Nuclear Fusion: Solution to the Climate Crisis?

by Arun

President-elect Joe Biden has a vision for the United States that sees the elimination of all greenhouse gas emissions by the year 2035, as a result of the wide-spread adoption of the economization of renewable energy from the wind and sun. Recent findings from researchers may speed up this timeline, as they found promising results that nuclear fusion may be a possible solution to the climate crisis.

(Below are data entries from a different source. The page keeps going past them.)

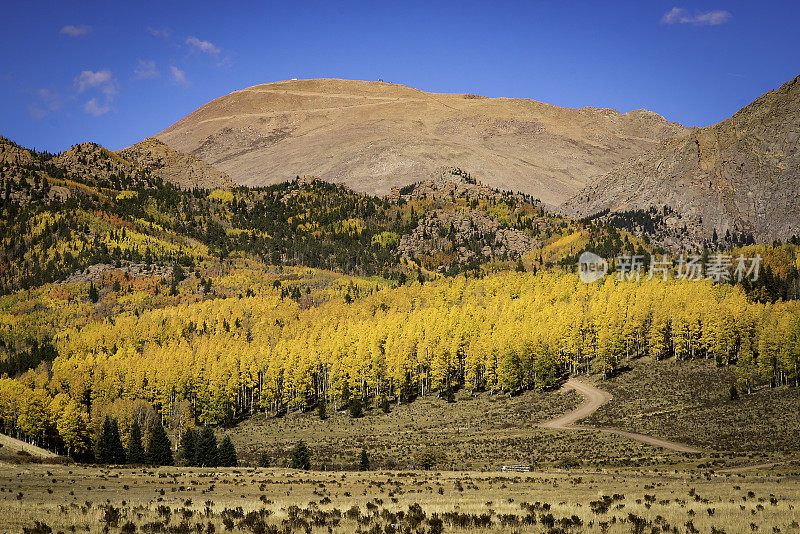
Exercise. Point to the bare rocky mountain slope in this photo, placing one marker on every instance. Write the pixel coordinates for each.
(184, 170)
(741, 175)
(375, 135)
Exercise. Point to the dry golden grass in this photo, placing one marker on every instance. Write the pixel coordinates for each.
(88, 499)
(482, 433)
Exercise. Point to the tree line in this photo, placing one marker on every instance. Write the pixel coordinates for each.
(215, 361)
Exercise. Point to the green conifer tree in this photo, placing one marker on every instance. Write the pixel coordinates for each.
(159, 448)
(207, 454)
(301, 457)
(116, 452)
(135, 454)
(227, 453)
(188, 448)
(101, 446)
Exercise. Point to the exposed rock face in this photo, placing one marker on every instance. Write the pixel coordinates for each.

The researchers are developing promising technology that generates more energy than it consumes. Though there is no prototype yet and the reactor is still in development, scientists behind what is called the “Sparc,” believe it will be capable of producing electricity for the grid by 2030. In an interview, one of the project’s senior scientists built on the optimism by saying that “fusion seems like one of the possible solutions to get ourselves out of our impending climate disaster.” 

What is Nuclear Fusion?

By definition, nuclear fusion is “a nuclear reaction in which atomic nuclei of low atomic number fuse to form a heavier nucleus with the release of a large amount of energy.” The scientists hope that by harnessing this large release of energy, they will be able to produce large amounts of energy that will supplement daily electricity usage. But what is actually the challenge of this project is actually harnessing the energy, in addition to nuclear fusion being equally very dangerous and powerful. It is more promising than the nuclear fission reactors that we see today, as fusion produces no greenhouse gases or carbon, and does not have risks of a meltdown.

The science behind the device is far more complicated, and to learn more about the MIT-based team, projects, and ventures, follow this link:

The initial results of the project seem promising, yet being able to scale the project and effectively being able to harness the energy without letting any escape and causing related catastrophes are yet to be nailed down. The exploratory project, however, seems to be very exciting and met with a lot of optimism and it seems to be a feasible alternative to scaling renewable energy and promoting a greener world.